As you grow your practice you will want to add some letters after your name. I suggest the enrolled agent designation. EAs are a tax authority and have full representation rights before the IRS. EAs can also represent clients of returns someone else prepared, unlike AFSPs.
The EA exam is tough, but worth the effort. Here is the study guide I recommend. Take your time when working for your EA. Use the study guide and study and study and study. About a third pass the first time through. Success is in direct proportion to dedication of studies.
Here are some IRS-approved continuing education programs I approve:
Surgent CPE: It’s been a few years since I attended a Jack Surgent program, but they were always packed with solid information. Highly recommended.
Tax Insight: I attend Tax Insight’s Annual Tax Course every year. They are located in Wisconsin, but they also have a few classes in Mississippi, plus they are starting an online version this month.
National Association of Tax Professionals (NATP): I was a member of NATP for years, but they were a bit pricey for what they provided. Recommended if no other options available in your area. NATP also has EA exam preparation classes and an AFTR refresher. NATP members also have a tax research help line.
Become an Authorized IRS e-file Provider: Rather than list the details I will send you to the IRS page to complete the process. It takes about a month and a half to complete the process so start ASAP. Back in my day it took four months so things have improved a bit.

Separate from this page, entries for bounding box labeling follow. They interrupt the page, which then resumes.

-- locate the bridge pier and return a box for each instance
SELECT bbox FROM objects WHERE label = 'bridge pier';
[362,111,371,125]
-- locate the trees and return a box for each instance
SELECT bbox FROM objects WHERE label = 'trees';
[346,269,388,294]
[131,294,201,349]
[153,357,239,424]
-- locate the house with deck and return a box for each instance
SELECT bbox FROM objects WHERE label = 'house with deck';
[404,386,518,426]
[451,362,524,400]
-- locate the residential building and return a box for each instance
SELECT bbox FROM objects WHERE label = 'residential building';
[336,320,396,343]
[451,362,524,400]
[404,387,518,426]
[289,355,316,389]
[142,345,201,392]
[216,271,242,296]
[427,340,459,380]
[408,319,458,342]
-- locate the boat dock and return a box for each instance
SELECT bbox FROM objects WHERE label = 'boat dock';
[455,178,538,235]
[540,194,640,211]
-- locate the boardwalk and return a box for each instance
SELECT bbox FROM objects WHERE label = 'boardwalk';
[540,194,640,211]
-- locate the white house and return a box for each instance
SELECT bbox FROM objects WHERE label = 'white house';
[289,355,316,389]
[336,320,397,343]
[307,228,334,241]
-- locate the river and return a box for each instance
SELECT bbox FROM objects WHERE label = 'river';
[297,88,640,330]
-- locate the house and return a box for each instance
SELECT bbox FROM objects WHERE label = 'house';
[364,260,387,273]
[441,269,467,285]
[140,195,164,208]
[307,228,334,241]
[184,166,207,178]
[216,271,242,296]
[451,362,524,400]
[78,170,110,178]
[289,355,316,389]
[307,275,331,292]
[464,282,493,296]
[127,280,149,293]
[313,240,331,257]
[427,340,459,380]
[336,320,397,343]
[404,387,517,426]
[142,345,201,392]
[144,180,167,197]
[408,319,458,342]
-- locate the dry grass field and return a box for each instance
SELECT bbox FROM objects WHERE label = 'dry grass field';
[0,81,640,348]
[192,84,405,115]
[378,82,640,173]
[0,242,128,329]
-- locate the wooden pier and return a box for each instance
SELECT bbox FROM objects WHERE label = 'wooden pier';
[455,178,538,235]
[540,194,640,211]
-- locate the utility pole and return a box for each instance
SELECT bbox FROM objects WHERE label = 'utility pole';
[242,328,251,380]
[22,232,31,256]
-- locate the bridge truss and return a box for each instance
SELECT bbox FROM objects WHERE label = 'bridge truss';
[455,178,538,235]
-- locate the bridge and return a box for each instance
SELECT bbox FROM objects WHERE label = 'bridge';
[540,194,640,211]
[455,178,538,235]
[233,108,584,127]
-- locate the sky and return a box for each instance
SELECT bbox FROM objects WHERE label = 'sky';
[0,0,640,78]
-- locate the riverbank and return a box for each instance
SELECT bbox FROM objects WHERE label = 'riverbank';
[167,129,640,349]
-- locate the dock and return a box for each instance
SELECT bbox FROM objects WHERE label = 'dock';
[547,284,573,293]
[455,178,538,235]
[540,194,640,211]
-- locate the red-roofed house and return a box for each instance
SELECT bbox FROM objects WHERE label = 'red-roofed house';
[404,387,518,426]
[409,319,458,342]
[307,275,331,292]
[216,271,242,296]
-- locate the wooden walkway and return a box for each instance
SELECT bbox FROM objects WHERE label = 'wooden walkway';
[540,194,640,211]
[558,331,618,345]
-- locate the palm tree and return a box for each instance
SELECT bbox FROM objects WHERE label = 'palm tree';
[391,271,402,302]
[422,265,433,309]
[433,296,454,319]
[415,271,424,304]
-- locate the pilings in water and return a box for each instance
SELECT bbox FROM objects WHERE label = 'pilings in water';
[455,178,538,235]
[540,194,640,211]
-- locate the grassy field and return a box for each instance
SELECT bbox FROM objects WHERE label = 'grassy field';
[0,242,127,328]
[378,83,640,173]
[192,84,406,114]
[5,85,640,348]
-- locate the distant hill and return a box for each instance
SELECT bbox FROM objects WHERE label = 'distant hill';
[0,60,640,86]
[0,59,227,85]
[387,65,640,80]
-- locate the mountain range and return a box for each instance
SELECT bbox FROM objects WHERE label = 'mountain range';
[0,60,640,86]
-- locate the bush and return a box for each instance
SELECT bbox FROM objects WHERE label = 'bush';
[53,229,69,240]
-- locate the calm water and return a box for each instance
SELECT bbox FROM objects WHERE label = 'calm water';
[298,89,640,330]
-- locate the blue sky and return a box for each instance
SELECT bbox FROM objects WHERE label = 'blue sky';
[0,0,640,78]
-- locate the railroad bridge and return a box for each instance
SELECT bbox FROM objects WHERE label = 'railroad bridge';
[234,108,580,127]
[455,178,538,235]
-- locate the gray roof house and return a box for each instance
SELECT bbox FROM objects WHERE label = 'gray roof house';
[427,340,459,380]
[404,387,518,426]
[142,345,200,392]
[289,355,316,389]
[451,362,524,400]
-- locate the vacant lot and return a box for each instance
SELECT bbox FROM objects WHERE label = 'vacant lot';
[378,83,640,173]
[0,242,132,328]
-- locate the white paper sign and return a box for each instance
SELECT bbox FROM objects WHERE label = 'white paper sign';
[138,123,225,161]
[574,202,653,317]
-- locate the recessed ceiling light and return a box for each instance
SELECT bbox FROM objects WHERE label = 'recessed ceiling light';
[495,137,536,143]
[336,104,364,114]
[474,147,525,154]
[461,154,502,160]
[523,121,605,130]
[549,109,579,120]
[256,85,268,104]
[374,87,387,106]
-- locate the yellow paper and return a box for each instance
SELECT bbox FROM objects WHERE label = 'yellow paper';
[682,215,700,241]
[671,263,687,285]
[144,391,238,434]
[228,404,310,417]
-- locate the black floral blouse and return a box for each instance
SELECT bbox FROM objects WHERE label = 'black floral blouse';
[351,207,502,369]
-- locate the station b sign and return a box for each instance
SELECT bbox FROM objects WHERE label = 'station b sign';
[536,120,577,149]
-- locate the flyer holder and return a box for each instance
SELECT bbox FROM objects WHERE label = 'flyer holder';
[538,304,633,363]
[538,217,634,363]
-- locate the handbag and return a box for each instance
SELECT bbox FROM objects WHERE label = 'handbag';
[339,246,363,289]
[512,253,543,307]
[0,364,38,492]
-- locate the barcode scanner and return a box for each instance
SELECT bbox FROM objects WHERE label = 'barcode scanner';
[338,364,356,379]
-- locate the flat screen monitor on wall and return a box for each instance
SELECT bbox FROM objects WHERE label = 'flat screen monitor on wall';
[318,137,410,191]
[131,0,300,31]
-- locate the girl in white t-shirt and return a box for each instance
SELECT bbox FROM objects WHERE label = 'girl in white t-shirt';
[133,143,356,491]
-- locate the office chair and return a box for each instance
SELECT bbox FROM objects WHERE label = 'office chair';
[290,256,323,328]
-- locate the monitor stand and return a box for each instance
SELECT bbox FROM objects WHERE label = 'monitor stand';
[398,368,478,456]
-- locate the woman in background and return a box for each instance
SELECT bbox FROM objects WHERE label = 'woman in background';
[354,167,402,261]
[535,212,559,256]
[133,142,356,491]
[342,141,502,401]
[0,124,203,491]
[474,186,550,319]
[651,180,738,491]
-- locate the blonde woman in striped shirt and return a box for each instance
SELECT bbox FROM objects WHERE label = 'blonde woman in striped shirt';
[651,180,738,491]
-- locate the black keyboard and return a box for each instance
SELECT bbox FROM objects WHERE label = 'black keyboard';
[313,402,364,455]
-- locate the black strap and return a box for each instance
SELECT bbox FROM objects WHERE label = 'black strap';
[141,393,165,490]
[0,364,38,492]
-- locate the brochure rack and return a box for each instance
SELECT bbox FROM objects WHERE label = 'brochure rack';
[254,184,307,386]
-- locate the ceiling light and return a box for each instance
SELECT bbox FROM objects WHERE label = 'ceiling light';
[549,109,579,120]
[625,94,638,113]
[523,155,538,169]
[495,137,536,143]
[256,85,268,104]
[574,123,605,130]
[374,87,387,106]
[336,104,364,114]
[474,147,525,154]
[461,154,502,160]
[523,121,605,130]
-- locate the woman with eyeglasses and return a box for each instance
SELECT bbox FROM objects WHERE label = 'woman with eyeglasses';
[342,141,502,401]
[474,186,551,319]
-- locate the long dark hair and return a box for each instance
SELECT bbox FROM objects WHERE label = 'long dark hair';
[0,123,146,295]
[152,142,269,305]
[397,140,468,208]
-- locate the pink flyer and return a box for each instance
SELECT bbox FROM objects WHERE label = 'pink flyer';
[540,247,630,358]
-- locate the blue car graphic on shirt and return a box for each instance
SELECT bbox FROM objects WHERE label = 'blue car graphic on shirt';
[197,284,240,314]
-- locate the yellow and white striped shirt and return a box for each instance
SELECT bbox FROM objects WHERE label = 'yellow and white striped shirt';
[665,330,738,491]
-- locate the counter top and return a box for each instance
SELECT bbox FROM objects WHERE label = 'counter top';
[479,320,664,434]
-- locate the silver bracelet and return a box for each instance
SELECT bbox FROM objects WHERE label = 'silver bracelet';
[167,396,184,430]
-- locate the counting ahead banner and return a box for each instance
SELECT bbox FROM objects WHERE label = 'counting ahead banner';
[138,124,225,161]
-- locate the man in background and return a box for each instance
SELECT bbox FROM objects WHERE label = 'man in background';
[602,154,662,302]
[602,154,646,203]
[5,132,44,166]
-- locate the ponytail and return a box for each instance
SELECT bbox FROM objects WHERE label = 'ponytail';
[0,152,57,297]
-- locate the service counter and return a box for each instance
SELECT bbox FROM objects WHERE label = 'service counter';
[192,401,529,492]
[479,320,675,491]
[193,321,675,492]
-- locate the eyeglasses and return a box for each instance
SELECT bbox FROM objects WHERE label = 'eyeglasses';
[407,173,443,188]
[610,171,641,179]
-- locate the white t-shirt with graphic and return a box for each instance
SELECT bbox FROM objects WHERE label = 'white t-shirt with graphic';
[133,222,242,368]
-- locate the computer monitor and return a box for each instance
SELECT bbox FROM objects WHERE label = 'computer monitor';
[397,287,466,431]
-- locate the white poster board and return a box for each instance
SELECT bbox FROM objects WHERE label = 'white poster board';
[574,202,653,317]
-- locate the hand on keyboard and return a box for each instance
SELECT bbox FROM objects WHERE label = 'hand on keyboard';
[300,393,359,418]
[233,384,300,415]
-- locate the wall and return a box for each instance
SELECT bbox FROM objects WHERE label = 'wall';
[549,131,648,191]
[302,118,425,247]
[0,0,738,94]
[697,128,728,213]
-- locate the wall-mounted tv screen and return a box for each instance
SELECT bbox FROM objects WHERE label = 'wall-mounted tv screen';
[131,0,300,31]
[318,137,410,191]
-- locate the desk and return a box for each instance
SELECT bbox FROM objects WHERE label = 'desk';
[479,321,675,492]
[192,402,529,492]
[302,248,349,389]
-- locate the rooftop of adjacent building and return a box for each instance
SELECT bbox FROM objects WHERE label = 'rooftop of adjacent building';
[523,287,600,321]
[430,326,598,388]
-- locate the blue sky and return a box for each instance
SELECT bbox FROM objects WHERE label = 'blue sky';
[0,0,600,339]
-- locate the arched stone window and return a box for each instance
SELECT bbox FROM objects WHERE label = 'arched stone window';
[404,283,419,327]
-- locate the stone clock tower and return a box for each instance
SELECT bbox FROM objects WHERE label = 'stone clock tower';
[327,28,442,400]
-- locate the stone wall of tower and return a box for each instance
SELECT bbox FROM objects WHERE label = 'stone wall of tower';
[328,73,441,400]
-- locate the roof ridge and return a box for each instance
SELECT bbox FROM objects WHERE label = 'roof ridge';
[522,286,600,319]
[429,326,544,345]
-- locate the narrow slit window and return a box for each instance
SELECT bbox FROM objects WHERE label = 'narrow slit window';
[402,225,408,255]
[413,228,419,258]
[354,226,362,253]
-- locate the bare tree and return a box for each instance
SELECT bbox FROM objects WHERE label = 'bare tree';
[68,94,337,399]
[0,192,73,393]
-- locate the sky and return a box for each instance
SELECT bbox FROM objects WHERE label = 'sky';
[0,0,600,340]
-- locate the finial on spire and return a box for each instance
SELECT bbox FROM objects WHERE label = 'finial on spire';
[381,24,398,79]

Commercial Tax Software: My office uses Drake Software and has since 1988. Drake has always been as easy to use program with commercial grade power. I’ve been with Drake so long my account number with them is 197!
I’ve found new preparers find Drake easier to navigate than other commercial tax software. I’ve played with other software over the years, but never was tempted to leave Drake. Their support is second to none. They answer fast with a dedicated team ready to help preparers get the job done right.
Drake is a powerful tax software package at a reasonable price. You can license the full package or pay by the return. Review Drake’s pricing to determine which package fits your side gig needs.
Workflow: I started my tax practice out of my home and prepared around 2,000 returns annually (with the help of employees) for five or six years before moving to my retail storefront. When I ran my practice as a side gig it was always out of the home. From 1982 to 1989 I treated tax preparation as a side gig. I ran a full-time seasonal tax practice from 1990 to 1995 out of my home. Then I lost my mind, bought an office building and watched my practice explode. I tried, and mostly succeeded, in cutting back ten years ago. Then this blog and a push from Mr. Money Mustache happened.
Workflow issues are a constant challenge in a tax office. Even as a side gig you want to utilize technology to improve performance, reduce errors and remain profitable. I can’t tell you everything my office does because it’s always in flux. I do want to share one thing we do to keep the paper moving.
Tax preparation is largely data processing. The real value for the client is the conversation with the accountant. A simple, short dialog can save the client serious money! The problem is the workload of paper to process.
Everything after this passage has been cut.